Get a certain score and you pass. There are no ribbons for finishing in any certain percentile. As such, you really need to focus your limited time and effort where you’re going to get the most proverbial bang for your buck.
So I like that Studicata doesn’t waste your time with rarely tested topics or mass amounts of detail. They focus your efforts on highly-tested topics, with extra emphasis on learning how to get questions right.
The course overall does feel lean. There is no doubt about that. At its core, it consists of video lessons, outlines and practice problems. However, you really don’t need much more than that.
I personally prefer leaner, smarter courses like this, and appreciate their focused efforts.
What We Don’t Like About Studicata
While there were a number of things I liked about Studicata, there were also a couple things I wasn’t so crazy about. Let me break those down for you below.

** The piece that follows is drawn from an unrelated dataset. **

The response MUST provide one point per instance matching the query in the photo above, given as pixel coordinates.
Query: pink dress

No Prep Books or Printed Materials
For one, I like prep books and printed outlines. I like laying in bed, flipping through outlines, and pacing the house as I read them. I struggle to sit still in a desk chair all day.
But because the Studicata materials are 100% online, it makes this difficult. Sure there is the mobile app, but I don’t like pacing back and forth looking at my phone – it’s small and bugs me. And I could print all the PDFs, I suppose, but that’s a few hundred pages. I’d have to go to Staples or a print shop to do that.

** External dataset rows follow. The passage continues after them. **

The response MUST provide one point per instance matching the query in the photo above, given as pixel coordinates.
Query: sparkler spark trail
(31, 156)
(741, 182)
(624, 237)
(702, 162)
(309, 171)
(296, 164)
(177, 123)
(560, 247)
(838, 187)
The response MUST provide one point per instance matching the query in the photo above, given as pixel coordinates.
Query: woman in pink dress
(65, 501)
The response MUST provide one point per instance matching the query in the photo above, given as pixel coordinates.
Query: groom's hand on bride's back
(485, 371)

Personally, I would like to see Studicata print their materials in color, bind them and send them to students. Maybe I’m old school, but I think this would be a big value add.
Slightly Disjointed Feel
One other issue I noted is that the program overall has a bit of a disjointed feel. The daily assessments are integrated into the schedule in the online portal, but otherwise, things are a little scattered. You have to go to a different section of the portal to access videos (they are not integrated into the main coursework), and obviously the PDF outlines and flashcards are standalone.
Together, this just gives the course overall a slightly disjointed feel. I mean, it’s still easy to follow and know where you need to go to access materials, but I would like to see some more seamless integration here.
Working everything – outlines, videos and assessments – directly into the daily schedule would be an awesome improvement. In a perfect world, only the printed materials (which I want from above) would be separate from the other study materials.
Verdict: Studicata Bar Review & Attack Outlines
I think there is a lot to like with the full Studicata bar review course. The videos, while maybe lacking a little in production value, are awesome in my opinion, with a streamlined and digestible delivery. Michael is very engaging as an instructor. I also really like the Attack Outlines and QuickSheets – they are money for distilling down everything you need to know for the bar into a digestible, readable format. And overall, I like the more streamlined, lean structure of this course. It is focused, engaging and easy to follow.
I wasn’t crazy about there being no printed materials, and the program did have a slightly disorganized feel, but by and large, I was pretty impressed. I think for those looking for a more cost effective, efficient bar course to tackle the UBE, Studicata is a solid option.
Is Studicata worth it?
After taking the Studicata bar course, I do think it’s worth it. The video lessons, outlines and detailed answer explanations are great, and make it worth the money in my opinion.
Should I get Studicata and Barbri?
It depends. The free Studicata materials (or the paid outlines only) would be a nice supplement to the Barbri course, though if you’re taking the UBE, I’d almost save the money and go with the full-scale Studicata bar course.
SmartBarPrep vs Studicata, which is better?
The Studicata and SmartBarPrep outlines are very similar in terms of style, length and delivery. It is pretty hard to choose between the two, though if I were forced to make a decision, I do think Studicata’s materials are slightly better.